While a handful of investors no doubt made a killing in the past month with the meteoric rise of bitcoin’s value, those making hardware specifically to mine bitcoins are doing pretty well too – but they aren’t the only ones.
While Avalon’s ASIC systems have all pretty much sold at around $1500 (£980) – with 1,500 units, that’s a lot of cash – making the creators a very rich few in just a short time period, some of those that pre-ordered hardware and have yet to receive it, have also been making a killing. One such buyer, who paid the near £1,000 earlier this year, has put his pre-order up on Ebay and the bids are already over $30,000.
But for whoever wins this expensive auction, will it be worth it? Those that got in early with this specialist mining hardware – circa start of 2013 – have definitely done well for themselves. Wired is reporting those users with first batch Avalon systems have been cranking out four or five bitcoins a day for several months. Even today at the reduced bitcoin pricing, that’s around £400 per 24 hours.
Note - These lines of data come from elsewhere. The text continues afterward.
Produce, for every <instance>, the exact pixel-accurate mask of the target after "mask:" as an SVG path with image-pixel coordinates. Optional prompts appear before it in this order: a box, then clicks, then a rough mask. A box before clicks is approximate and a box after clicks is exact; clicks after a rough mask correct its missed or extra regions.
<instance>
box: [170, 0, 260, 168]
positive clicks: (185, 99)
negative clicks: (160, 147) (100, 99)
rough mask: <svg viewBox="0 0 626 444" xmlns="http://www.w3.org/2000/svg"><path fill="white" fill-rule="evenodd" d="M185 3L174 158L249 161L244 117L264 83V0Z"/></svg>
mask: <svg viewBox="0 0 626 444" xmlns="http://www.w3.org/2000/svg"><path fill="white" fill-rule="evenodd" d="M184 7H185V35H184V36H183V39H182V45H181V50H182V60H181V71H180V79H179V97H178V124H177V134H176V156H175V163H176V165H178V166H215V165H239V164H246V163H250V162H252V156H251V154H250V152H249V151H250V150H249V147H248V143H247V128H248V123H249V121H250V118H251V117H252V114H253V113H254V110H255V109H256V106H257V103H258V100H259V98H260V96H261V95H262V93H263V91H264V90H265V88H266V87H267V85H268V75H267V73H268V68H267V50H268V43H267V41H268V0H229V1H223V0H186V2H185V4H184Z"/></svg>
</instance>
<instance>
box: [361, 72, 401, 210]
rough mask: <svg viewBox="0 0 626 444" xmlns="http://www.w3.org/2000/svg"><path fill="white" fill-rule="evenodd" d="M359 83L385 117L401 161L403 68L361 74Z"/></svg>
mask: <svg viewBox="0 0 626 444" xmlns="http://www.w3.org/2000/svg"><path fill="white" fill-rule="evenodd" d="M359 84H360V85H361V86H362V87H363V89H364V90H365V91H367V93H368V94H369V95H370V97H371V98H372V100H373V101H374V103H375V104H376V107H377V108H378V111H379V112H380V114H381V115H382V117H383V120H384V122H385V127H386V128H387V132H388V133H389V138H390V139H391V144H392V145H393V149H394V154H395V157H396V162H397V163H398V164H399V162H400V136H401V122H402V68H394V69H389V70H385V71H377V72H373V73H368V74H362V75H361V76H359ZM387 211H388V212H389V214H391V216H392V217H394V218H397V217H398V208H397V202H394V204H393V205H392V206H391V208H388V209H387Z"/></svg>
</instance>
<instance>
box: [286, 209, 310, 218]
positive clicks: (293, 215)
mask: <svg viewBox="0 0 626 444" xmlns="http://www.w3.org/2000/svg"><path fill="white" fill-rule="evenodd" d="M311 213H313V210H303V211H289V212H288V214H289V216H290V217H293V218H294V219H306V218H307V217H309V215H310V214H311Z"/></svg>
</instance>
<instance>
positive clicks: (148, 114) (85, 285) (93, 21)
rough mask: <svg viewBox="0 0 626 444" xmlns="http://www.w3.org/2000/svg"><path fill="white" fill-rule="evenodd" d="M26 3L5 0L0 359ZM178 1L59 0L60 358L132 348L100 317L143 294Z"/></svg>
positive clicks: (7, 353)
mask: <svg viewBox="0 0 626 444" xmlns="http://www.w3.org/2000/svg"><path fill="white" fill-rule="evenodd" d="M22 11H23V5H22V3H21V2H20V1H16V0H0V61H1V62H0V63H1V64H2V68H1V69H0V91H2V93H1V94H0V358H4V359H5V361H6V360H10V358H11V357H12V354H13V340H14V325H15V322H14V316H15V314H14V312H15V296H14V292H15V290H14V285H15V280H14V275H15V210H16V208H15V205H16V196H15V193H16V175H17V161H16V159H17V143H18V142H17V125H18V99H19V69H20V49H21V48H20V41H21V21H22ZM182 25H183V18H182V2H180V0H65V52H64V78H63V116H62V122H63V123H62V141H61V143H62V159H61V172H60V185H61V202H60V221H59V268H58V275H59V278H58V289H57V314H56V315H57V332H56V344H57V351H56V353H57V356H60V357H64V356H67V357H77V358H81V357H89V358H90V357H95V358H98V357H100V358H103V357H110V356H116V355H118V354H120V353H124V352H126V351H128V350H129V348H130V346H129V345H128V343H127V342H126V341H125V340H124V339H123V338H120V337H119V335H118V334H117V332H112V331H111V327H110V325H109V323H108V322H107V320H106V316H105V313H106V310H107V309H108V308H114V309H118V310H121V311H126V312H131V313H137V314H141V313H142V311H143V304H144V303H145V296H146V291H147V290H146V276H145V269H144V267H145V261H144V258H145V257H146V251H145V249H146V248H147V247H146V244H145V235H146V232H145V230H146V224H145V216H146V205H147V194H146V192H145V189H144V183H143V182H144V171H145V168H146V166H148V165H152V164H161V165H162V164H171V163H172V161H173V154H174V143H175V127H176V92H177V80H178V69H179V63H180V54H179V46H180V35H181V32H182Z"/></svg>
Just a few years ago when Bitcoin first launched, you’d have been able to do the same with a standard home CPU. GPU computing added a bit more processing power when Bitcoin mining grew harder, but doing so with your home system these days is impossible – it’s just not geared to handle the algorithms necessary to be in with a chance of winning a bitcoin. Really, don’t think about it unless you’re willing to invest in real hardware, but even then you’re looking at a big wait as those selling the pickaxes in this gold rush are making a killing, but they’re well behind schedule.
KitGuru Says: I’m sure many of you are kicking yourself for not getting in on Bitcoins earlier, but there was no way to know. Until this year’s explosion it was still a pretty fringe currency that wasn’t doing much. It was also shown to be volatile based on last year’s crash from $30 to $3 in one day.